Rafael veía el veneno que representaba para nuestra voluntad albergar pensamientos hirientes. Era ir contra la mente de Dios en nosotros. Era no entender que la Voluntad de Dios era la nuestra.
Rafael sufría, entendía, respetaba pero quería aceptar ese regalo de Dios al considerarse como Su Hijo. No podía albergar ningún pensamiento hiriente contra su madre. No podía albergar ningún pensamiento hiriente contra sus tías.
No podía dejar de amar, de comprender y de apoyar. Así veía que subía el listón del amor alto, muy alto. El listón de los malos entendidos había desaparecido. Unas palabras de amor y de cariño podían terminar una enconada discusión.
Así que cuando le tocó escribir su carta oportuna a sus tías, después de hablar con su madre, les dijo todo lo maravillosas que eran. Era su experiencia.

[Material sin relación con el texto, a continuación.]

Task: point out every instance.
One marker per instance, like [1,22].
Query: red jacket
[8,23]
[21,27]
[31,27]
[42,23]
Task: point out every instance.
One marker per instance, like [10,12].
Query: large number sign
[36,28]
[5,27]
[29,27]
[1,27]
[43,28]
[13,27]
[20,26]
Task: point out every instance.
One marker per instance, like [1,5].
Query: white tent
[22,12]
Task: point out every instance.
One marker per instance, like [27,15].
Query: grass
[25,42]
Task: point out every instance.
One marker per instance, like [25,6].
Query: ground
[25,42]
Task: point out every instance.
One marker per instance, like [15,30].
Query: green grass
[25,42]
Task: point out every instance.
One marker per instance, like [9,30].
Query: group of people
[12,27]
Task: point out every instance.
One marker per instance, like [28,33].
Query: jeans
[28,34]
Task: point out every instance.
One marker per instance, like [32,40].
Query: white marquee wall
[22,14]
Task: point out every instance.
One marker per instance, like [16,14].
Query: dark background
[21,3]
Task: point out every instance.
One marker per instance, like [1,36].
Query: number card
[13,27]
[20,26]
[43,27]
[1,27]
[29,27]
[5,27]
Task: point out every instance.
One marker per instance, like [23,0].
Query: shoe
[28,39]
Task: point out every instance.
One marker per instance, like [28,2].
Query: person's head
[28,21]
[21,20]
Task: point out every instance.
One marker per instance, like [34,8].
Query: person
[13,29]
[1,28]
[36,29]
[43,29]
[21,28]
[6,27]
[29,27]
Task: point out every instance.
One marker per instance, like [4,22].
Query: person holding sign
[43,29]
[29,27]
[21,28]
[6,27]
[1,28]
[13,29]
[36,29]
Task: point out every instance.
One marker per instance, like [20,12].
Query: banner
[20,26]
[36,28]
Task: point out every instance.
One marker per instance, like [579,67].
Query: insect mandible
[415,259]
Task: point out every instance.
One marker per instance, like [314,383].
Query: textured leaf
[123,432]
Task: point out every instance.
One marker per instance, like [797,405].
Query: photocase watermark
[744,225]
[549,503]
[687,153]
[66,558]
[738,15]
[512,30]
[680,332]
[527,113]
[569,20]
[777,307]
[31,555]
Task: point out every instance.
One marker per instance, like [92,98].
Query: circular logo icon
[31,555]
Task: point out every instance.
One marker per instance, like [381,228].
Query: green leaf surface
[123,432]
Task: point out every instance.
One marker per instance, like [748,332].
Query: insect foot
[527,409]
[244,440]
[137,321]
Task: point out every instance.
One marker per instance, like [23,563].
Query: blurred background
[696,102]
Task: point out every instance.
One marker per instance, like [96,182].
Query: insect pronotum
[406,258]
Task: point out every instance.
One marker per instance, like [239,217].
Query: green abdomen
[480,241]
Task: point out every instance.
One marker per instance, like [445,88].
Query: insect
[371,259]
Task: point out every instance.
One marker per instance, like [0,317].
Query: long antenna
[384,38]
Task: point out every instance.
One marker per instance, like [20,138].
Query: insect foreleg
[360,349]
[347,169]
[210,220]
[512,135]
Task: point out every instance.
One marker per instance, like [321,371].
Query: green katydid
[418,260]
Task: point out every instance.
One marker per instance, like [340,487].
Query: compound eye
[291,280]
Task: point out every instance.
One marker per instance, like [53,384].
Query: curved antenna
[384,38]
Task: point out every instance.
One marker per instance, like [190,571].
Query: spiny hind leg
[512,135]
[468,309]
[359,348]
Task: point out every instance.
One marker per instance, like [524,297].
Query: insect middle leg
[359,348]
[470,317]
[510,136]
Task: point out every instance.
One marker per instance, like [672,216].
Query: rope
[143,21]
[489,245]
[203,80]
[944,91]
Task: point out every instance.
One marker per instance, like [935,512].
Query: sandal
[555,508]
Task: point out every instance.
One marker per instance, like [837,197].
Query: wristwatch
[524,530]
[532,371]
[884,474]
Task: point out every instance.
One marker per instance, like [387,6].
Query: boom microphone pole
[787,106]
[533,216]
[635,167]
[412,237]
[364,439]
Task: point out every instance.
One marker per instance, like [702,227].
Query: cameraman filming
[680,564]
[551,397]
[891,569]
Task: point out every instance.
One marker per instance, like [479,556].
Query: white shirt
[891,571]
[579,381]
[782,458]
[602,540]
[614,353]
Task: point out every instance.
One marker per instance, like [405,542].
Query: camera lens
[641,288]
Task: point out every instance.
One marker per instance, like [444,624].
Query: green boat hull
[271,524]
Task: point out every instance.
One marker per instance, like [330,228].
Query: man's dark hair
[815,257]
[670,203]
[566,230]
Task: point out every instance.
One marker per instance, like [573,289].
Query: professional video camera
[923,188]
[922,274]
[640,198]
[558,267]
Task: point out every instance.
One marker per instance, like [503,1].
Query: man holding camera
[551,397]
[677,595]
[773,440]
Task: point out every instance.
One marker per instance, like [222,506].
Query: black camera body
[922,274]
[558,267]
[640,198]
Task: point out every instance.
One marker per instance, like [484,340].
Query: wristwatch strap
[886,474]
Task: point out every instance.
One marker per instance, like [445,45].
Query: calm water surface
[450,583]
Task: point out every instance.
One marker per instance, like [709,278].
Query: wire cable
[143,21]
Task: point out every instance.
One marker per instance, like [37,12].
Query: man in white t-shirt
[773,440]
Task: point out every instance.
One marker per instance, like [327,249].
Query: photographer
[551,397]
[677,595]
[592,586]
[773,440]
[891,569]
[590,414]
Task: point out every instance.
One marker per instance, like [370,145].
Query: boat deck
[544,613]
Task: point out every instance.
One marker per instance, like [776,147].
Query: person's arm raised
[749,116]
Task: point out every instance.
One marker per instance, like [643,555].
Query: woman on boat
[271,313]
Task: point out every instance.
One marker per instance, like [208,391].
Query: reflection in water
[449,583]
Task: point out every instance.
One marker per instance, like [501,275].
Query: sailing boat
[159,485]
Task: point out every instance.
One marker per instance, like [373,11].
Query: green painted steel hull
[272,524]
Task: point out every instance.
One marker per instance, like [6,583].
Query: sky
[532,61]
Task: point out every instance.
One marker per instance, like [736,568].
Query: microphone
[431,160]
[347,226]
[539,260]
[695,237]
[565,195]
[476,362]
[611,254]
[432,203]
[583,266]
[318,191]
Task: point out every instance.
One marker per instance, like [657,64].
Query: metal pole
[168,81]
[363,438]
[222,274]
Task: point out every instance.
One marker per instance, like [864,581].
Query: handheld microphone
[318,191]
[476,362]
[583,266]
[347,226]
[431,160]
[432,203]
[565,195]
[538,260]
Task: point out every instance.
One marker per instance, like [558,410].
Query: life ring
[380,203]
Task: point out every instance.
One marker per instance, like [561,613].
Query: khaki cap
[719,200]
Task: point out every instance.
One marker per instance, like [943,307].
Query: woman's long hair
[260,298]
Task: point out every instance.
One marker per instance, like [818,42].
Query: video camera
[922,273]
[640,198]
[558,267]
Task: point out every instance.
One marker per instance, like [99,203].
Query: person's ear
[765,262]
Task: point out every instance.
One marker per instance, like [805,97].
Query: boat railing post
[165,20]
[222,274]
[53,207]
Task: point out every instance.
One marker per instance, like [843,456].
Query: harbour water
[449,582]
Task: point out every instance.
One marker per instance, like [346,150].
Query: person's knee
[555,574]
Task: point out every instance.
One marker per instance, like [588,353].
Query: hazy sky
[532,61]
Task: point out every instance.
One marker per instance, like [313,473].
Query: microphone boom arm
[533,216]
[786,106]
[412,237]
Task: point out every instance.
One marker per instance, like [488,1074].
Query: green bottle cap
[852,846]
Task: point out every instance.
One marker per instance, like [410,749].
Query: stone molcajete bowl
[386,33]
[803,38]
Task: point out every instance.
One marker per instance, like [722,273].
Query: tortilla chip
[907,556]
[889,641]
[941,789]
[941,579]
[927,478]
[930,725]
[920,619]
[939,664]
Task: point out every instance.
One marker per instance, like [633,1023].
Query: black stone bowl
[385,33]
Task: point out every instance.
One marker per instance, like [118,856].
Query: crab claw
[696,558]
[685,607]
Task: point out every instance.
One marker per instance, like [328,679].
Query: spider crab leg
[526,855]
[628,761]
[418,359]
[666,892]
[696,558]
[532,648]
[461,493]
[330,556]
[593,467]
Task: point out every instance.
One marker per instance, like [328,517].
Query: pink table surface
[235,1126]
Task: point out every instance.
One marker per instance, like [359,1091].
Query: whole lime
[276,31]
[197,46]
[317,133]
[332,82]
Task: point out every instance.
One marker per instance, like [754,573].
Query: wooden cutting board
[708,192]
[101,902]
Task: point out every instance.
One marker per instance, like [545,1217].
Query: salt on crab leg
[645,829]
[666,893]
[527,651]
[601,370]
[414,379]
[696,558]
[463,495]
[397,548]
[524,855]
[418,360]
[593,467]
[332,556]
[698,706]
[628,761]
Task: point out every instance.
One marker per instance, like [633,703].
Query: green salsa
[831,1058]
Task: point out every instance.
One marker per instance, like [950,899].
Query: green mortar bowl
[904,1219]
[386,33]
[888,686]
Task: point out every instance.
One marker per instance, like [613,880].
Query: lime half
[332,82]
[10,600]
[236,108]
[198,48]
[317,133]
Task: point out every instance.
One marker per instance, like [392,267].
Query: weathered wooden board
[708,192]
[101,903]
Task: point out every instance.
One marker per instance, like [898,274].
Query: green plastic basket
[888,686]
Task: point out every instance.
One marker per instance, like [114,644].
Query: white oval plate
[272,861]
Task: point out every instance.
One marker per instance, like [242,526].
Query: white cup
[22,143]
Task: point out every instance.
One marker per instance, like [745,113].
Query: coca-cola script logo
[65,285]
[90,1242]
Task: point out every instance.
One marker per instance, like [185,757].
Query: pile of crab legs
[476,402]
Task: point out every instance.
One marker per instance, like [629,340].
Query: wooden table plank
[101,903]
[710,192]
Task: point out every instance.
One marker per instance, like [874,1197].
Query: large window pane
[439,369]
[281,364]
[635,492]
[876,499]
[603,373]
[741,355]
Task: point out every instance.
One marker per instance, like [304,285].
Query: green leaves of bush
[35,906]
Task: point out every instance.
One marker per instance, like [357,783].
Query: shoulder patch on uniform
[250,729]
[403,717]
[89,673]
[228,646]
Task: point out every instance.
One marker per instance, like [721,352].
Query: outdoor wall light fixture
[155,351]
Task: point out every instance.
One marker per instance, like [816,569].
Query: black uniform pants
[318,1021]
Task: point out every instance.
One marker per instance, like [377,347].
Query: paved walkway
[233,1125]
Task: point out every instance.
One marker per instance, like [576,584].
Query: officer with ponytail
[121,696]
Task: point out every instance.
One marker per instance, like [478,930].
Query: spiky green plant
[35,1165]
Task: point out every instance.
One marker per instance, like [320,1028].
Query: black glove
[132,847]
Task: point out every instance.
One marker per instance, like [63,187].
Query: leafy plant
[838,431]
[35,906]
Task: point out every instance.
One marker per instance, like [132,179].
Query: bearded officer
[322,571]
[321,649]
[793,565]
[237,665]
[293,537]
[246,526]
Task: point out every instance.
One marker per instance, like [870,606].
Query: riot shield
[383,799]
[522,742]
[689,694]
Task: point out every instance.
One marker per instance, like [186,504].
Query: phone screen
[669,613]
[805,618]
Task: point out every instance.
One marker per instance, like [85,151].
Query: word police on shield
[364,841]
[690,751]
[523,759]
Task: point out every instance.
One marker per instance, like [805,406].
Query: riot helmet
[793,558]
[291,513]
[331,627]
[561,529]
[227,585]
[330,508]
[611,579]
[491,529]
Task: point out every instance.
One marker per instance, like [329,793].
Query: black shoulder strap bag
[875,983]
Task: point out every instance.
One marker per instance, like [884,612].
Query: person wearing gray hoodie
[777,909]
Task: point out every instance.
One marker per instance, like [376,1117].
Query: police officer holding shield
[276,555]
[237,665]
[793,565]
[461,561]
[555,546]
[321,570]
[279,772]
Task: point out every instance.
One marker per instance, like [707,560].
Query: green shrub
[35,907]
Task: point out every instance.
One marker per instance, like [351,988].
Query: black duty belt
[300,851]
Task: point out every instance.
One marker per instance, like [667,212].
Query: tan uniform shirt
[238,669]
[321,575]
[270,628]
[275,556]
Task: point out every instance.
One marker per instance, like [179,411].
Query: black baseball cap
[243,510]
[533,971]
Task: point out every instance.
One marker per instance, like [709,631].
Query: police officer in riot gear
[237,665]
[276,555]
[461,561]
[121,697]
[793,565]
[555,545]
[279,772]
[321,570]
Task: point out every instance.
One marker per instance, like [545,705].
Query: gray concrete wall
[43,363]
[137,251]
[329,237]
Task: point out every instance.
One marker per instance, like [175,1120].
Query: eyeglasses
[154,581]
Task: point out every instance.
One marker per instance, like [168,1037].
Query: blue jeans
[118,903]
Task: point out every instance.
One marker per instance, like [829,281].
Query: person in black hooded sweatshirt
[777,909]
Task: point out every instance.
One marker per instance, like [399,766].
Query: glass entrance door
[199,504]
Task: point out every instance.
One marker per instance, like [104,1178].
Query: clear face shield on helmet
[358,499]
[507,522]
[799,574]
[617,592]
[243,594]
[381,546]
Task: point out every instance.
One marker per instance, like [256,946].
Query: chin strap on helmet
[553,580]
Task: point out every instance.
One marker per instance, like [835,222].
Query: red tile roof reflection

No tenía que agrandar nada. Les agradecía todo el bien que le habían hecho y todo el bien que representaban en su vida.
Las palabras hirientes fueron desapareciendo y la relación, poco a poco, retomó su lugar. El conocimiento de la Voluntad de Dios en su voluntad le cambió por completo la visión. Así terminó esa experiencia difícil. Y siguieron disfrutando de ese poder amoroso que en todas ellas anidaba.
Rafael se sentía feliz y contento. Descubría que la Voluntad de Dios era la suya y esto le daba poso en su vida; claridad a sus pensamientos; fortaleza en sus decisiones; paz en todos sus movimientos. La Voluntad de Dios realmente era la suya.